How does the CLT justify statistical models which are not modeling our data as a sum of random variables?

46 Views Asked by At

Wikipedia says (emphasis mine):

The Central Limit Theorem states "that, in some situations, when independent random variables are added, their properly normalized sum tends toward a normal distribution even if the original variables themselves are not normally distributed. The theorem is a key concept in probability theory because it implies that probabilistic and statistical methods that work for normal distributions can be applicable to many problems involving other types of distributions.

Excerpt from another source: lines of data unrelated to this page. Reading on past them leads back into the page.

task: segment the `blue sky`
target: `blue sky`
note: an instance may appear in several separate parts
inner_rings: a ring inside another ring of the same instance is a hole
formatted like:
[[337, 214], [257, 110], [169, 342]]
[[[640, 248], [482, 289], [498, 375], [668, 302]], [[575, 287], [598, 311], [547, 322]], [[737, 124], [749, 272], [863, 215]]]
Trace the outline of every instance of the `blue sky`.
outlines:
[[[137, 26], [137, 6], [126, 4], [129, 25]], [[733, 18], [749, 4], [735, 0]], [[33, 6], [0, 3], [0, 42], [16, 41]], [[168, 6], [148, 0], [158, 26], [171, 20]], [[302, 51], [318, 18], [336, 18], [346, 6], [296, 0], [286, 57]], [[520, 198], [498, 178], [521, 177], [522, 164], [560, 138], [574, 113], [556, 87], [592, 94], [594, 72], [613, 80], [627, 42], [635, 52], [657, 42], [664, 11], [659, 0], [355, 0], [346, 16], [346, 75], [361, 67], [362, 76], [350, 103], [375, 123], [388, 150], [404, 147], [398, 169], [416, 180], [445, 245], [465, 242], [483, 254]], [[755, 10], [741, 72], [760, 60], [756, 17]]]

Now the CLT says something about the sum of independent random variables:

$$ X = X_1 + X_2 + \dots X_n $$

where $X_i$ is the $i$th draw of a random variable. But the statistical models I am familiar with do not model the sum of random variables; they model the random variable directly.

For example, factor analysis models a random variable $\textbf{x}$ as

$$ \textbf{x} \sim \mathcal{N}(\textbf{0}, \Lambda \Lambda^{\top} + \Psi) $$

(It does not matter what $\Lambda$ and $\Psi$ are; only that $\textbf{x}$ is modeled as Gaussian.) And this modeling assumption is justified using the CLT (see A Unifying Review of Linear Gaussian Models, footnote on page 2). But aren't we modeling $\textbf{x}$, not the sum of $\textbf{x}$?

In summary: How does the CLT justify statistical models which are not modeling our data as a sum of random variables?